A drone delivery that we approve of

2 min read

Delivery Drone Drops Life Preserver to Australian Swimmers
Photo: Little Ripper Lifesaver

Late last year, we wrote about how Australia was paying a stupendous amount of money to try using drones and artificial intelligence to detect sharks off  popular beaches. We were skeptical, mostly because it’s hard to make a convincing argument that shark attacks are actually that big of a problem, in Australia or anywhere else, compared to other, bigger problems that we might want to address first.

One of those bigger problems, in Australia and in many other places, is drowning—in Australia in 2016, about 120 people drowned on the Australian coast, 60 times as many people as were fatally attacked by sharks.

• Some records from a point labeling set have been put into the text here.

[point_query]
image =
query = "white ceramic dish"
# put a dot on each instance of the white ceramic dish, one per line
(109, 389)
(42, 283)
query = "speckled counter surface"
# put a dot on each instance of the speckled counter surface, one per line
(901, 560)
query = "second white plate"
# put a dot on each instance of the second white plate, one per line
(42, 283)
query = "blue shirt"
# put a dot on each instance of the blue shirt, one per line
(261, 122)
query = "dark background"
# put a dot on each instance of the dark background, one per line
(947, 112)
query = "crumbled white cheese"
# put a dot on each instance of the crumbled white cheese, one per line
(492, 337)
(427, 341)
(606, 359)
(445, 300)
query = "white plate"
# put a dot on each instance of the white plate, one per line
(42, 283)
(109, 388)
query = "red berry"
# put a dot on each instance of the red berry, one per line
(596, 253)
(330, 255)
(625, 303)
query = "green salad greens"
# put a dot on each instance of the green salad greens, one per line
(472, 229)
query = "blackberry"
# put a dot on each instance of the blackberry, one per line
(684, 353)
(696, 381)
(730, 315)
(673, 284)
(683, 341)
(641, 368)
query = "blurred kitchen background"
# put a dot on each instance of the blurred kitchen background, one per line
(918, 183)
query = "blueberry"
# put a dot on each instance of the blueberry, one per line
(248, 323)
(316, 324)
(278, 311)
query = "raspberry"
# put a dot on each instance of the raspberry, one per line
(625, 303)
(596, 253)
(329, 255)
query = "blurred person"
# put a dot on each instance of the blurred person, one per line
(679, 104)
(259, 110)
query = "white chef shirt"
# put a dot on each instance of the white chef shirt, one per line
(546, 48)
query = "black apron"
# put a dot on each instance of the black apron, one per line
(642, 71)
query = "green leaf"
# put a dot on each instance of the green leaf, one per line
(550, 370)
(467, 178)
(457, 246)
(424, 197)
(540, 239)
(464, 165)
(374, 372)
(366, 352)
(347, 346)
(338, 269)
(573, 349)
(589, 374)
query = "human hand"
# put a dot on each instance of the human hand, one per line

Fortunately, the drones doing the shark spotting also happen to carry life preserver pods along with them, and last week, a drone being used for training managed to save a pair of struggling swimmers 700 meters off the coast of New South Wales.

Here’s a video from the drone’s point of view:

According to the Sydney Morning Herald, lifeguards were using the drone during a training session when “a call came through of two distressed swimmers.

Lifeguard supervisor Jai Sheridan...was piloting the unmanned aerial vehicle (UAV) at the time, immediately responded and was able to locate the swimmers within minutes of the initial alert.

Both swimmers were able to use the pod to make their way to shore, where they were met by lifeguards and only appeared to show signs of fatigue.

It’s not entirely clear what kind of drone is being used here—the news reports all refer to it as a Little Ripper drone, which is really a family of different sorts of commercial drones that the Australian company Westpac modifies for shark spotting and helping lifeguards. There’s this sleek, sensor-packed electric helicopter:

Drone

Photo: Little Ripper Lifesaver

There’s also a bunch of other less cool-looking drones, like the one pictured at the top of this article. You can see the lifesaving pod on that one—it’s the neon yellow-green package at the back. Inside is 4 kilograms’ worth of lifesaving bouy that autoinflates in 7 seconds once it hits the water, deploying into a 2-meter-high pole (visible from 1.7 km) with hand straps, a strobe light, and a drogue. In the future, it may also include an electronic shark-repellent gadget. You’re not really supposed to swim with it (it’s more of a “come rescue me” device), but hey, whatever works, right?

The most important thing here is that it took just 70 seconds from drone launch to dropping the pod. If a human lifeguard had been trying to reach the swimmers, it would have taken up to 6 minutes. In terms of things that delivery drones are actually useful for, this has to be near the top—a critical delivery that needs to be someplace inconvenient to get to absolutely as fast as possible. If Australia needs to convince itself that drones like these are only worth funding in order to detect sharks, then fine, as long as they also keep using them to save lives a bit more directly.